"Yes," said Miss Fenmore, "the doctor who lives in this street—Dr. Fallis. He knows you quite well, and you know him, don't you? Just nod your head a little, instead of speaking."
But the doctor's name brought back too many thoughts for me to be content with only nodding my head.
"Dr. Fallis," I said. "Oh, I would so like to see him. He could tell me——" but I stopped. "Mrs. Selwood's address" I was going to say, as all the memories of the day before began to rush over me. "Why didn't I know when he came?"
"You were asleep, dear, but he is coming again," said Miss Fenmore quietly. "He was afraid you had got a sore throat by the way you breathed. You must have caught cold in the evening down in the show-room by the lions, before they found you."
And then she went on to explain it all to me. I was in Mr. Cranston's house!—up above the big show-rooms, where he and old Mrs. Cranston lived. They had found me fast asleep, leaning against one of the lions—the old porter and the boy who went round late in the evening to see that all was right for the night, though when the rooms were shut up earlier no one had noticed me. I was so fast asleep, so utterly exhausted, that I had not awakened when the old man carried me up to the kitchen, just as the servants were about going to bed, to ask what in the world was to be done with me; nor even later, when, on Miss Fenmore's recognising me, they had undressed and settled me for the night in the comfortable old-fashioned "best bedroom," had I opened my eyes or spoken.

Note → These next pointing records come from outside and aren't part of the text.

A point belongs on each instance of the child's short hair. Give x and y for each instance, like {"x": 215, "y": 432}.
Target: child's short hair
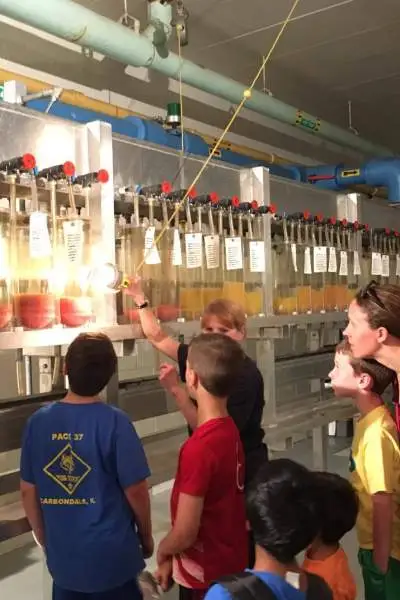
{"x": 337, "y": 507}
{"x": 218, "y": 361}
{"x": 381, "y": 376}
{"x": 230, "y": 314}
{"x": 281, "y": 508}
{"x": 90, "y": 363}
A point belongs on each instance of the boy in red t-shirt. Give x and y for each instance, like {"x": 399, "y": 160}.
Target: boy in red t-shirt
{"x": 208, "y": 539}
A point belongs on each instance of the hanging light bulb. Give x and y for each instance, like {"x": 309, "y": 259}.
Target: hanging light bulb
{"x": 107, "y": 276}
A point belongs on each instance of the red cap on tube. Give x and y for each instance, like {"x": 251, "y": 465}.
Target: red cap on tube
{"x": 69, "y": 169}
{"x": 166, "y": 187}
{"x": 28, "y": 162}
{"x": 235, "y": 201}
{"x": 192, "y": 192}
{"x": 103, "y": 176}
{"x": 214, "y": 198}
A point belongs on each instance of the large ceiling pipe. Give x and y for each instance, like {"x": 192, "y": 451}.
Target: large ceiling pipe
{"x": 75, "y": 23}
{"x": 375, "y": 173}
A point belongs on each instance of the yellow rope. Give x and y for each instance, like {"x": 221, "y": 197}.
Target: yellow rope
{"x": 246, "y": 96}
{"x": 179, "y": 31}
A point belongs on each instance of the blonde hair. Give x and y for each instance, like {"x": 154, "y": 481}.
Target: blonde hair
{"x": 230, "y": 314}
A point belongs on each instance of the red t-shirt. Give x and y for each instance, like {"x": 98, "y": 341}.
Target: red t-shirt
{"x": 211, "y": 466}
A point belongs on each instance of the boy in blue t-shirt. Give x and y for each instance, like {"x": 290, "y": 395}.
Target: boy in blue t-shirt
{"x": 83, "y": 483}
{"x": 282, "y": 513}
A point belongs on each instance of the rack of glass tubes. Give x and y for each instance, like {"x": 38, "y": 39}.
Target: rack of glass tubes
{"x": 216, "y": 248}
{"x": 46, "y": 244}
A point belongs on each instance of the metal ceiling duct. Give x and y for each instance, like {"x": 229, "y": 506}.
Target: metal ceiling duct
{"x": 75, "y": 23}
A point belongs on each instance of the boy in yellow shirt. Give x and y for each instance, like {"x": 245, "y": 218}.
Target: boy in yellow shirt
{"x": 374, "y": 471}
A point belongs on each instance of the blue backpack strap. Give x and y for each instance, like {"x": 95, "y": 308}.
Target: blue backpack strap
{"x": 246, "y": 586}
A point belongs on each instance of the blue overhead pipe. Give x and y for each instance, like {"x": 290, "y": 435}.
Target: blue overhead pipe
{"x": 76, "y": 23}
{"x": 150, "y": 131}
{"x": 383, "y": 172}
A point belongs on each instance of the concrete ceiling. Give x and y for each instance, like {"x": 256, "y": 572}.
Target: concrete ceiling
{"x": 333, "y": 51}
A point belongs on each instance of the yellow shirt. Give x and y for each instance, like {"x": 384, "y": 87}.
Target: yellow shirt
{"x": 335, "y": 571}
{"x": 375, "y": 467}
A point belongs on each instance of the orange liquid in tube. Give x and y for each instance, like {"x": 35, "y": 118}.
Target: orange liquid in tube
{"x": 75, "y": 311}
{"x": 35, "y": 311}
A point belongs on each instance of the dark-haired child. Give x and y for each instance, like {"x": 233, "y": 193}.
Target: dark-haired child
{"x": 375, "y": 471}
{"x": 208, "y": 538}
{"x": 282, "y": 511}
{"x": 337, "y": 508}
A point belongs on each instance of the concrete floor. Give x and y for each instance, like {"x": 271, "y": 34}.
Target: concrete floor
{"x": 22, "y": 574}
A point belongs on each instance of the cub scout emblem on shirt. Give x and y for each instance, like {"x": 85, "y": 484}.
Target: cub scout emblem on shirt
{"x": 67, "y": 469}
{"x": 352, "y": 464}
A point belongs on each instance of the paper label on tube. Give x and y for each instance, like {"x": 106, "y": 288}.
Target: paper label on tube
{"x": 385, "y": 266}
{"x": 194, "y": 250}
{"x": 73, "y": 240}
{"x": 320, "y": 259}
{"x": 356, "y": 263}
{"x": 332, "y": 266}
{"x": 257, "y": 256}
{"x": 307, "y": 261}
{"x": 293, "y": 248}
{"x": 376, "y": 264}
{"x": 4, "y": 271}
{"x": 344, "y": 265}
{"x": 151, "y": 254}
{"x": 176, "y": 249}
{"x": 39, "y": 238}
{"x": 211, "y": 246}
{"x": 234, "y": 254}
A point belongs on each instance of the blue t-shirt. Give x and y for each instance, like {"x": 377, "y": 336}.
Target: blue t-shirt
{"x": 277, "y": 585}
{"x": 81, "y": 458}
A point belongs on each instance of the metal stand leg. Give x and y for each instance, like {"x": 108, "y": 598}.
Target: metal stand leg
{"x": 110, "y": 393}
{"x": 320, "y": 448}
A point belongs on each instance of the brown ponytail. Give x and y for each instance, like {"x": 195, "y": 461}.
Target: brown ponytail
{"x": 381, "y": 303}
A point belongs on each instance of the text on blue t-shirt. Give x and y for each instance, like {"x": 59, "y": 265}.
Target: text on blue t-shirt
{"x": 81, "y": 458}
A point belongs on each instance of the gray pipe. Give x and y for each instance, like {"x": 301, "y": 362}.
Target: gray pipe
{"x": 75, "y": 23}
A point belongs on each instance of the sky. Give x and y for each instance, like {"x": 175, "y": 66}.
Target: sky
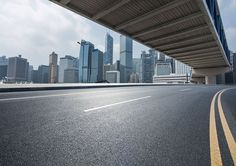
{"x": 36, "y": 28}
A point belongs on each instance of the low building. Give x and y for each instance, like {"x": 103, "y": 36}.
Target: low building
{"x": 113, "y": 76}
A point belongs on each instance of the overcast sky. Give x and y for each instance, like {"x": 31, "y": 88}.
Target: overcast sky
{"x": 35, "y": 28}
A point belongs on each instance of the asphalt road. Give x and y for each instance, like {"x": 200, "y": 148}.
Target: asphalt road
{"x": 166, "y": 125}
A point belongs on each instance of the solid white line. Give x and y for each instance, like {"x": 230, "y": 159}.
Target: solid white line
{"x": 45, "y": 96}
{"x": 110, "y": 105}
{"x": 183, "y": 90}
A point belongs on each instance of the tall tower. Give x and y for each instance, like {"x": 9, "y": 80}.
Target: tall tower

Old Hannah watched beside me all night, and quite early in the morning Dr. Fallis, who fortunately was the Cranstons' doctor too, had been sent for.
"He said we were to let you have your sleep out," said Miss Fenmore, "though by your breathing he was afraid you had caught cold. How is your throat now, dear?"
"It doesn't hurt very much," I said, "only it feels very shut up."
"I expect you will have to stay in bed all to-day," she replied. "Dr. Fallis will be coming soon and then we shall know."